One of the first “signs” I observed was squawking Blue Jays. On my first coyote hunt with my brother Brian I noticed the noise the Jays made in the bush when he would start calling. He explained that we’d got the attention of coyotes and the Jays where letting us know. As a coyote moves through the bush and out to a field edge the Jays will follow along overhead scolding as they go.
On many hunts after that when I would call, not always, but when the Blue Jays started to make a fuss, a coyote would appear. There are times you can predict where a coyote would show up based on where the Jays were flying in the trees above.

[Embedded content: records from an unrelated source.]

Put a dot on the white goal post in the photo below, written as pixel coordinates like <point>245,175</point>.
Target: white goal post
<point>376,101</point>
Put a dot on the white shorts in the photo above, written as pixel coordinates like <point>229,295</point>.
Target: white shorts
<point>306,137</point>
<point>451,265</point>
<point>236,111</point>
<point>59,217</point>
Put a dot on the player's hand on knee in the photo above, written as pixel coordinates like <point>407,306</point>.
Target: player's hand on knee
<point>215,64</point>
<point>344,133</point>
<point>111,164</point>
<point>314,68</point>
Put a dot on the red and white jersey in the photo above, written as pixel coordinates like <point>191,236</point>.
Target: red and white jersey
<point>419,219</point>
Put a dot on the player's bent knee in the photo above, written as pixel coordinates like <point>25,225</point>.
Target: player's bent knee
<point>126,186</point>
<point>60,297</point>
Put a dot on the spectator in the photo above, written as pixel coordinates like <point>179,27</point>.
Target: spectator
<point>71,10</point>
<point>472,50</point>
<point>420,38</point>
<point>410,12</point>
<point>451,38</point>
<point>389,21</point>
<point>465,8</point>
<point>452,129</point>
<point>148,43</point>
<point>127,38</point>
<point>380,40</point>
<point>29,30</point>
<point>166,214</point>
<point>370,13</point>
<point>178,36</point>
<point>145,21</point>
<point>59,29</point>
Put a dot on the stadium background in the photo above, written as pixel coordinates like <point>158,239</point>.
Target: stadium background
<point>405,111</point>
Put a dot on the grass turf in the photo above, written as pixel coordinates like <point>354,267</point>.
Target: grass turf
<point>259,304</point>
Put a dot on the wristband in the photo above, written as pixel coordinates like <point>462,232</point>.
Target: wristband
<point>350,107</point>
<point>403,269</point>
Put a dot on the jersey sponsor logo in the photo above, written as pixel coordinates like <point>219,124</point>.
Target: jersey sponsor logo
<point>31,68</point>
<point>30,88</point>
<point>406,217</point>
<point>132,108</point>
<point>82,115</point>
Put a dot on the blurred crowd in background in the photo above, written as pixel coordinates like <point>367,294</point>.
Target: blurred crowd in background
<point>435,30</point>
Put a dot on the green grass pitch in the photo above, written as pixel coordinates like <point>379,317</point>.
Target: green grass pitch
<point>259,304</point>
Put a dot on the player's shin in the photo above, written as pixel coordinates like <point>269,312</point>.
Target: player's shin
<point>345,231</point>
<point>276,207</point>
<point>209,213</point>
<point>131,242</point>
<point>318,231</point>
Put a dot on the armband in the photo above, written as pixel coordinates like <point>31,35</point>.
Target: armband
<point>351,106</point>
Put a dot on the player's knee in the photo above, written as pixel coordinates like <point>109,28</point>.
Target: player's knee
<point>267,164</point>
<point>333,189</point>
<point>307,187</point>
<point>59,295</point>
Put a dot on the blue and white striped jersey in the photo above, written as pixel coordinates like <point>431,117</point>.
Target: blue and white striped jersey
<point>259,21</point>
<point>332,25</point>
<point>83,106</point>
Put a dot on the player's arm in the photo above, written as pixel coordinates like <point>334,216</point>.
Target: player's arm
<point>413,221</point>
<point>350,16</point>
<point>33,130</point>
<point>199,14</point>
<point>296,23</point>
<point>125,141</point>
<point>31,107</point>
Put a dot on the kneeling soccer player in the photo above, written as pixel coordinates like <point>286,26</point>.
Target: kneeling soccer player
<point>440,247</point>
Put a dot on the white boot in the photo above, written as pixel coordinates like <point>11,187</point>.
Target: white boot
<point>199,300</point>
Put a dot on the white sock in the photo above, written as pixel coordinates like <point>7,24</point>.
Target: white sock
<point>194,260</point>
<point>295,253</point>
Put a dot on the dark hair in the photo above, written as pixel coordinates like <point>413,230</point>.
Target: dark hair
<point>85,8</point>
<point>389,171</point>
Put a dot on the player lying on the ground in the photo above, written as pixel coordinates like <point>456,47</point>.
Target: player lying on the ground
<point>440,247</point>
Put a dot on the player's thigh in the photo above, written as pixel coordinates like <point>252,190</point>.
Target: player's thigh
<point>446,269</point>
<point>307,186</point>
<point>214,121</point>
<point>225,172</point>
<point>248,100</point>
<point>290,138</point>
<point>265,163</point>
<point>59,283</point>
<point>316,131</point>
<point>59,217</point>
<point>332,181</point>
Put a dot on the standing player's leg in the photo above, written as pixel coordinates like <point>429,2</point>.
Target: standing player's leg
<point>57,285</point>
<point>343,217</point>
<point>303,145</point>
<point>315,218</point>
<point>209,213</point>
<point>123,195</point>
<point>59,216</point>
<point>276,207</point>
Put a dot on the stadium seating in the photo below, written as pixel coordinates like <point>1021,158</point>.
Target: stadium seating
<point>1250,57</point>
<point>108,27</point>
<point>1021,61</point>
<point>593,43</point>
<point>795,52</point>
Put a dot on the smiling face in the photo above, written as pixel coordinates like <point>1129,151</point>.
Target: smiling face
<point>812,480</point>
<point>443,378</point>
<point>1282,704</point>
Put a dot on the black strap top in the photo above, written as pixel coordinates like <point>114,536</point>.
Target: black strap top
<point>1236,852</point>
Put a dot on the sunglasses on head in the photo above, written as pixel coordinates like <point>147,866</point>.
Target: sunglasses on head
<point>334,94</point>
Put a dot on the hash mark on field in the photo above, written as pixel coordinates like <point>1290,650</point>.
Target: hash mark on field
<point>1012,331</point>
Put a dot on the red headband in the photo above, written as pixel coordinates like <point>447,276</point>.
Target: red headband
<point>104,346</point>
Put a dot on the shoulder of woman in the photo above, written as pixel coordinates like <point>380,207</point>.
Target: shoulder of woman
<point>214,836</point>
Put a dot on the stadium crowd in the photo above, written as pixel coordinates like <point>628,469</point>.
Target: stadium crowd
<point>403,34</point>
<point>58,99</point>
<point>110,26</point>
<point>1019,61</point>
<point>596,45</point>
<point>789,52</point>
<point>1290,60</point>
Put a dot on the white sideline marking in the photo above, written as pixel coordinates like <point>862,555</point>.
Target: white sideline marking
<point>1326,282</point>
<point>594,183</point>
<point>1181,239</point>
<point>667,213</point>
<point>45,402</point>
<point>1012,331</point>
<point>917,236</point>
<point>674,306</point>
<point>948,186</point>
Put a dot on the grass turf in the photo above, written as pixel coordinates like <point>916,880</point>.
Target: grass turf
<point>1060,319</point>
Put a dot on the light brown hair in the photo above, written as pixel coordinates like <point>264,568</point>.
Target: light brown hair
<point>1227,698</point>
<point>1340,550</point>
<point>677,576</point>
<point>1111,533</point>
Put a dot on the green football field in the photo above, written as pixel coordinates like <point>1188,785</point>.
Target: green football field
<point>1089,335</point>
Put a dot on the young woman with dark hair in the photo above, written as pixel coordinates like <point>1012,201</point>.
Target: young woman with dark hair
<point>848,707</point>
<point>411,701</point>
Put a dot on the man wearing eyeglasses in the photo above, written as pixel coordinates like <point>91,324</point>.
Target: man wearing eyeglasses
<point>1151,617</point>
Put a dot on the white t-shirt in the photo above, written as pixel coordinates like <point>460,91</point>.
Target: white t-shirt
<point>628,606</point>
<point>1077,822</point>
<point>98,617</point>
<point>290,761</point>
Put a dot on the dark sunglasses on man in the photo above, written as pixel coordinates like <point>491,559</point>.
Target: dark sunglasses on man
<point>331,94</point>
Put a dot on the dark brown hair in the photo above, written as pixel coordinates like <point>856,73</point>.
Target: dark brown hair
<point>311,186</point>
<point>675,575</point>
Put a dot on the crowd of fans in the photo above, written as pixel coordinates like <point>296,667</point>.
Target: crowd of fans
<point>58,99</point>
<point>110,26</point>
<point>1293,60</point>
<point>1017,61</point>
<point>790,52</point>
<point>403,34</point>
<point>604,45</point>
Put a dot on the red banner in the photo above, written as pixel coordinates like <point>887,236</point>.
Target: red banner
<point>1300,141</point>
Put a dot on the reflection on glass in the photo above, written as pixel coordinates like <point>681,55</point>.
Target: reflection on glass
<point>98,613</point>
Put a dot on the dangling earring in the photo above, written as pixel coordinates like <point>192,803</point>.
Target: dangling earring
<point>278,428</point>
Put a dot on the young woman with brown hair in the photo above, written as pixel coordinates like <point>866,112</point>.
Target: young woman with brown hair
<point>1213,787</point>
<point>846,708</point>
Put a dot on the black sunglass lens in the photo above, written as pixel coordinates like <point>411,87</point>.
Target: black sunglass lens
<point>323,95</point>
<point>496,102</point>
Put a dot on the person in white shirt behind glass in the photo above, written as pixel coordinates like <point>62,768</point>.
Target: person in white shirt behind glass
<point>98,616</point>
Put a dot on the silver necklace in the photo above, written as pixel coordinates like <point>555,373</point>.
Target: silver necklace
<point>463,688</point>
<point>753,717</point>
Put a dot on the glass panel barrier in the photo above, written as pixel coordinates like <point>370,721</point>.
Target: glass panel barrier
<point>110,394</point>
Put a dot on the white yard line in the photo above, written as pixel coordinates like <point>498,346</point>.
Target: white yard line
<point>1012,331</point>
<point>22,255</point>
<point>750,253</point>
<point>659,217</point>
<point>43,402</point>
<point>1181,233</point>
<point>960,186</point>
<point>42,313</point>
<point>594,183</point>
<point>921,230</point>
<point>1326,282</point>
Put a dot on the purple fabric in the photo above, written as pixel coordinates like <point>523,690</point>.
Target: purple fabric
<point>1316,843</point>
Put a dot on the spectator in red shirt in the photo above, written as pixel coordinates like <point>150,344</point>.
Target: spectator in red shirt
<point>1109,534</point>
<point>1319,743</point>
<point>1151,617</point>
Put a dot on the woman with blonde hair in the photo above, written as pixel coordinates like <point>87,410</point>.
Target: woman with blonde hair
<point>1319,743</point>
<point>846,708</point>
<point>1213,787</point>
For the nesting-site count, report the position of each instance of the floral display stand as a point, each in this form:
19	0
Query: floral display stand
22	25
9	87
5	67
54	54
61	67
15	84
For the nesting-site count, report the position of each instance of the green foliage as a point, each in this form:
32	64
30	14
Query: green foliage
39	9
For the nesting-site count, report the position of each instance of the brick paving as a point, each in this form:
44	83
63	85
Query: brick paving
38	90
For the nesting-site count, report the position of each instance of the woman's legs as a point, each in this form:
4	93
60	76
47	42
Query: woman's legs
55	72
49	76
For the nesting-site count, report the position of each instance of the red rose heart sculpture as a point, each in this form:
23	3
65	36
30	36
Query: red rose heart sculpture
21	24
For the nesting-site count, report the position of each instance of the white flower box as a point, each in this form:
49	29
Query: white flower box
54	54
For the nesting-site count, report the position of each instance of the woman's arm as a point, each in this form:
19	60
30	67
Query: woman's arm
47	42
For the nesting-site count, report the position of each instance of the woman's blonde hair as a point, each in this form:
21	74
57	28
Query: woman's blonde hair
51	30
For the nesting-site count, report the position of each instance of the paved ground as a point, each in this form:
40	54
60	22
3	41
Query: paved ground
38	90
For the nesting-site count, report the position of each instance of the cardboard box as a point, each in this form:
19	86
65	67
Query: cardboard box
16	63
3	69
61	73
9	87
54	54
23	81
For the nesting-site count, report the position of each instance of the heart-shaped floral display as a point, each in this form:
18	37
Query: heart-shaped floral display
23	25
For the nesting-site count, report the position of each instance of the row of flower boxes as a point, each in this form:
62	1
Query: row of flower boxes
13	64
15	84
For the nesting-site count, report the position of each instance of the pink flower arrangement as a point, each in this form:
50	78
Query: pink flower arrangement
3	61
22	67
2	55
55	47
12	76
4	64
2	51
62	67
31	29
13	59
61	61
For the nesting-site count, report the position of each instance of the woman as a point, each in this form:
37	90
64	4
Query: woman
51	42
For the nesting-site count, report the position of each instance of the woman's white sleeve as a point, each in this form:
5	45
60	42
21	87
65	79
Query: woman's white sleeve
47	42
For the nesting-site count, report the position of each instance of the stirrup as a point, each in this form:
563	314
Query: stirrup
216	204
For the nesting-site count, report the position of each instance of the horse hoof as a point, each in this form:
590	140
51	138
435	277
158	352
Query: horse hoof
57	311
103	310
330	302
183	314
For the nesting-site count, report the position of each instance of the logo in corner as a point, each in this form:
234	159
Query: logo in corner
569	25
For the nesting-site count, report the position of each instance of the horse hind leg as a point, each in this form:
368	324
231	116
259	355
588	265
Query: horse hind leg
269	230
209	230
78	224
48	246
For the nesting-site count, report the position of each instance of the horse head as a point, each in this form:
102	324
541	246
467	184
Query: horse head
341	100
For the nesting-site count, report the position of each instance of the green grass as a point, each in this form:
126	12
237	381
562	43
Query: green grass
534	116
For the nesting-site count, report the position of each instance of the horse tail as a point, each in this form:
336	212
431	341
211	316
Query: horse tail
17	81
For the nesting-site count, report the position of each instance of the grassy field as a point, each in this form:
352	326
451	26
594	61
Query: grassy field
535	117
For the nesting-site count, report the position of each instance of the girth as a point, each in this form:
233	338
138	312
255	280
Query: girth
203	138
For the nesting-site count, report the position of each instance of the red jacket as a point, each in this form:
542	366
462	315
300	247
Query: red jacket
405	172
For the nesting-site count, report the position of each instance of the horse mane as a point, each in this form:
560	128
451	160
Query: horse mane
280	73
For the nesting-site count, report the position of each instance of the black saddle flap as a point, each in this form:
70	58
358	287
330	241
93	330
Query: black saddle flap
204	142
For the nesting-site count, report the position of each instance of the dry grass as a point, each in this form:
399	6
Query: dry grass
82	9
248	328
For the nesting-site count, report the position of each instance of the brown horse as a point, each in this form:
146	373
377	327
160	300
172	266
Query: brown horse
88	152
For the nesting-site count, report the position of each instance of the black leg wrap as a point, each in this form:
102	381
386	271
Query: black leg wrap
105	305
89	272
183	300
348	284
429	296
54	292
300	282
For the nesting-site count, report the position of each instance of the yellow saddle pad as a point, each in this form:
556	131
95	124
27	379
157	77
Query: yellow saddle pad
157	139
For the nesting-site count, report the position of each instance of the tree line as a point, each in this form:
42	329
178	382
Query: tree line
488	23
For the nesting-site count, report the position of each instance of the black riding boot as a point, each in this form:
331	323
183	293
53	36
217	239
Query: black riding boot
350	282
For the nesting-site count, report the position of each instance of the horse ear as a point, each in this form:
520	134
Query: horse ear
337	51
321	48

As with coyotes, the Blue Jays also like to give up the position of approaching bears to a bait site. Many times, while bear hunting, the “Blue Jay Alarm” would sound and within a few minutes I’d have a bear on the bait. It’s extremely helpful to get a “heads up” from nature especially when bear hunting. Bears acute sense of hears can detect the slightest sound you make on stand from a long way out. On my last bear hunt a week ago, the Jays gave the signal on 3 different bears in the 2 hours that I was on stand.